Berdasarkan hasil uji coba yang dilakukan oleh beberapa media tersebut, yang juga dipengaruhi oleh gaya mengemudi dan kondisi jalan yang dilalui, dengan asumsi penggunaan kendaraan rata-rata 50 km per hari dan menggunakan bahan bakar jenis Pertamax 92, pengeluaran bulanan untuk bahan bakar dapat ditekan sekitar Rp1,2 hingga Rp1,3 juta, atau setara dengan penghematan Rp14 hingga Rp16 juta per tahun, jika dibandingkan dengan kendaraan konvensional yang memiliki konsumsi bahan bakar rata-rata 10 km/liter.

4. Kenyamanan Berkendara

Berbeda dengan kendaraan konvensional, e-Power menghadirkan pengalaman berkendara yang lebih halus. Tidak ada guncangan yang umumnya disebabkan oleh perpindahan gigi transmisi pada kendaraan konvensional.

Keunggulan ini yang membuat setiap perjalanan menjadi lebih nyaman, baik dalam kondisi lalu lintas padat maupun saat berkendara jarak jauh. Penggunaan motor listrik pada Nissan e-Power juga memberikan suasana ruang kabin yang lebih senyap, sehingga penumpang merasa lebih nyaman, bahkan di baris ketiga sekalipun pada Nissan Serena e-Power.

5. Biaya Operasional yang Lebih Rendah

Karena tidak menggunakan transmisi seperti kendaraan konvensional dan hanya memiliki mesin bensin yang berfungsi sebagai generator, perawatan pada kendaraan e-Power menjadi lebih praktis. Komponen yang lebih sedikit juga berarti biaya perawatan dan penggantian suku cadang lebih rendah. Hal ini menjadikan e-Power pilihan yang lebih hemat biaya dalam jangka panjang.

6. Solusi Mobilitas Ramah Lingkungan

Dengan menggunakan motor listrik sebagai penggerak utama, e-Power memberikan emisi yang lebih rendah dibandingkan dengan kendaraan konvensional. Teknologi ini mendukung upaya pengurangan emisi karbon di Indonesia, serta berkontribusi pada tujuan keberlanjutan dan ramah lingkungan, tanpa mengorbankan kenyamanan dan performa berkendara.
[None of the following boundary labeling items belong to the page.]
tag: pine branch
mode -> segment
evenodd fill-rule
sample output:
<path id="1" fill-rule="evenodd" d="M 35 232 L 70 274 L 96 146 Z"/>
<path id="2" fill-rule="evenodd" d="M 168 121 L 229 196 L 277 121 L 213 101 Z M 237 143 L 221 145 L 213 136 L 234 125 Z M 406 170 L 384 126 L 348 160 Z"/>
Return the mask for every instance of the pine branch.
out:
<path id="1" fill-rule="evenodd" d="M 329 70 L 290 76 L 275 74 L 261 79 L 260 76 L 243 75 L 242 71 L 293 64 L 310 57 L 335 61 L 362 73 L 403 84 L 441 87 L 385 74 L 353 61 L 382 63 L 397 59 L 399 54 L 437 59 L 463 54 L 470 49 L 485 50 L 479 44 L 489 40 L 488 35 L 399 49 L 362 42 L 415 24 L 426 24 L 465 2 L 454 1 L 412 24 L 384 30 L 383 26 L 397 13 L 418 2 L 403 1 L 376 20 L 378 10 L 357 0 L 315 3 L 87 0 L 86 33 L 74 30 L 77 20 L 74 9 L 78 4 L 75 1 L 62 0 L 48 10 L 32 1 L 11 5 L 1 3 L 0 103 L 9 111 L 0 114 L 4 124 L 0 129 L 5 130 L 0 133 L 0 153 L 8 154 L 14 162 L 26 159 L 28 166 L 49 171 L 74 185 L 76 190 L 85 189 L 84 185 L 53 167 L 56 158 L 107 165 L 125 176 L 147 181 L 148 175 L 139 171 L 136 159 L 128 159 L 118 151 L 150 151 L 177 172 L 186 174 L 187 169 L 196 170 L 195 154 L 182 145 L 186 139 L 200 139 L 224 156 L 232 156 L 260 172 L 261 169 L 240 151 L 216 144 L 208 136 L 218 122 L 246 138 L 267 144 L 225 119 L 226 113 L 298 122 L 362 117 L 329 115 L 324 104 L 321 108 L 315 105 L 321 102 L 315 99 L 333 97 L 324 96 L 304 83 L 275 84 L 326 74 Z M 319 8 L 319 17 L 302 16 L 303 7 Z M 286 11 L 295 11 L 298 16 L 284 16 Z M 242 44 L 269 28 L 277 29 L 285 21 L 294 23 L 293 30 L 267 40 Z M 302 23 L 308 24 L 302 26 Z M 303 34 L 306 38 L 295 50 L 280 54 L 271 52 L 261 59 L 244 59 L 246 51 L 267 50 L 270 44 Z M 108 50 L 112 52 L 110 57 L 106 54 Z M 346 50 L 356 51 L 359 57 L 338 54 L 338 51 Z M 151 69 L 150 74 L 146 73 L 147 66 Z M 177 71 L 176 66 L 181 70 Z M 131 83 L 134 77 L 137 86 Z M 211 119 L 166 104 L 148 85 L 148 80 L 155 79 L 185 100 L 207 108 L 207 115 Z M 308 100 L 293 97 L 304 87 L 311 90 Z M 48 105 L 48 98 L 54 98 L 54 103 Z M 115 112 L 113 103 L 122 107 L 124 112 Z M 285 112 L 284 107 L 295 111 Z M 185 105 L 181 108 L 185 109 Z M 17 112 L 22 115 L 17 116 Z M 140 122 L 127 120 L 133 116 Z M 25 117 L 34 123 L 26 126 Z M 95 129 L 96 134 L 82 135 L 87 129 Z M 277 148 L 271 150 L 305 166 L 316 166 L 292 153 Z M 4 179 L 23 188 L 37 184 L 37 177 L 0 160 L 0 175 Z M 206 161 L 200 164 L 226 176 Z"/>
Sebagan informasi tambahan, Nissan sendiri telah memiliki visi berupa 'Nissan Ambition 2030' yang merupakan rencana jangka panjang Nissan yang bertujuan untuk menghadirkan dua pilar utama, yaitu 27 pilihan kendaraan listrik pada tahun 2030, yang terdiri dari 15 model berbasis baterai (BEV) dan 17 model yang mengusung teknologi e-Power.

Dimana, kedua pilar ini dikembangkan dengan tujuan agar setiap negara dimana Nissan dipasarkan, dapat mempercepat proses elektrifikasi kendaraan dan berkontribusi aktif dalam mengurangi dampak gas rumah kaca. Hal ini dilakukan dengan mempertimbangkan kondisi dan perkembangan infrastruktur di masing-masing negara, tanpa harus bergantung pada ketersediaan SPKLU di seluruh wilayah.